篭の中の乗客は、この凄まじい速度を何も感じず、大気の中で全く動かずに機体を運んでいるように見えたことは言うまでもない。

「2時間46分」とプロコペ中尉が言った。

その距離は1700哩に短縮された。地球は彗星の下に巨大な漏斗のように掘り出されたようだ。

それを受け取るために開いているようでした!

「2時間47分」とプロコペ中尉は再び言った。

あとコンマ35秒、速度は秒速270哩!?

その時、何やら震えるような音が聞こえた。ガリアの空気が大地から吸い上げられ、それと一緒に気球が壊れそうなほど伸びているのだ!

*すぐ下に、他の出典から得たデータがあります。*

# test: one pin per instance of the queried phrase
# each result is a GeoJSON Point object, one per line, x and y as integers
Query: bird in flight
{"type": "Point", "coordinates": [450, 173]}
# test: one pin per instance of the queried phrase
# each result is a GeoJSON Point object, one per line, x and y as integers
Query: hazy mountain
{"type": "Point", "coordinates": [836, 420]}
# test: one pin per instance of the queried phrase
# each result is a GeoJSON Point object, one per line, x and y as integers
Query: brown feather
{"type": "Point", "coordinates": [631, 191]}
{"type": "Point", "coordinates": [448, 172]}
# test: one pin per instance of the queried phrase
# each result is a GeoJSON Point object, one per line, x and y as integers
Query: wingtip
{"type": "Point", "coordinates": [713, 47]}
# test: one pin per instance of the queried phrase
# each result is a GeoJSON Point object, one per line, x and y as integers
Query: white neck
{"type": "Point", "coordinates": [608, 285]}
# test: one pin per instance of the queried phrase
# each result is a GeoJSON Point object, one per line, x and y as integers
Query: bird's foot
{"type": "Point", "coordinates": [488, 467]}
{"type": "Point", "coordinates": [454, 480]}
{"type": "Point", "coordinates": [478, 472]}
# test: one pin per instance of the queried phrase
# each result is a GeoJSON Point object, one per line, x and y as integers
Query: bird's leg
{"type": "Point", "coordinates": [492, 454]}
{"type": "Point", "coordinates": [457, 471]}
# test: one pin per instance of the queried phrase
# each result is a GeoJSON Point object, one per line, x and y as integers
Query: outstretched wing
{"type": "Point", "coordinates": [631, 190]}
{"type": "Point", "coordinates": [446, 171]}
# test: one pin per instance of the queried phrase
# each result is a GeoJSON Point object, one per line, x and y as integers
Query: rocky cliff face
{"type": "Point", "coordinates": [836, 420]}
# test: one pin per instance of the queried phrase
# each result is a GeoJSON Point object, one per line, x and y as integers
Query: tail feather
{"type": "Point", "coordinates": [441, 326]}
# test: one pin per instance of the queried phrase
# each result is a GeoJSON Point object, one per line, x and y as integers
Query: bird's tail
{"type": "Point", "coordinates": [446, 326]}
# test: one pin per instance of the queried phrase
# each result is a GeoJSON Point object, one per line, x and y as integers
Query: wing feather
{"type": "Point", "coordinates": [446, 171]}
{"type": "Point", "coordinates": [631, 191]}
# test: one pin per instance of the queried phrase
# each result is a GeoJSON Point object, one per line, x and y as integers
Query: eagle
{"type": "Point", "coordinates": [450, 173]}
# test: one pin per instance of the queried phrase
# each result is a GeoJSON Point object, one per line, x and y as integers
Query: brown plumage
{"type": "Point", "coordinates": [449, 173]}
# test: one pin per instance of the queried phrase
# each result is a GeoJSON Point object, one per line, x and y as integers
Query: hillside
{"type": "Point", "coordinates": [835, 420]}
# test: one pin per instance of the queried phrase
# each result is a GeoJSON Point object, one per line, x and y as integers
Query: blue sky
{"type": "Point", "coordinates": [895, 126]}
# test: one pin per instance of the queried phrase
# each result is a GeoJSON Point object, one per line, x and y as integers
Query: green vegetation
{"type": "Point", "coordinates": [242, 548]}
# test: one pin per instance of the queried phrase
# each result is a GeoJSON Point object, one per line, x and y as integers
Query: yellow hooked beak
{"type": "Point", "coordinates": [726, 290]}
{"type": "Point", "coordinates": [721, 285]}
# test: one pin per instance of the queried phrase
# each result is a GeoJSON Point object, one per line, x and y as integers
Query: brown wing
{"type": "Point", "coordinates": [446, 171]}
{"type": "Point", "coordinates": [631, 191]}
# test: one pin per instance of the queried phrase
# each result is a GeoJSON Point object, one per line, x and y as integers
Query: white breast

みんなバスケットの縁にしがみついて、怯えながら...。

そして、2つの大気は合体したのである。巨大な雲の塊ができた。蒸気が蓄積する。バスケットの中の乗客は、上にも下にも何も見えない。巨大な炎に包まれたような、足元の支点がなくなったような、わけもわからず、説明もできないまま、気がついたら地上に出ていた、という感じだった。地球を離れたのは気の迷い、地球へ戻ったのは気の迷いだったのだ

気球はというと、跡形もない!?

同時にガリアは接線によって斜めに逃げ、予想に反して地球をかすめただけで、世界の東に消えてしまった。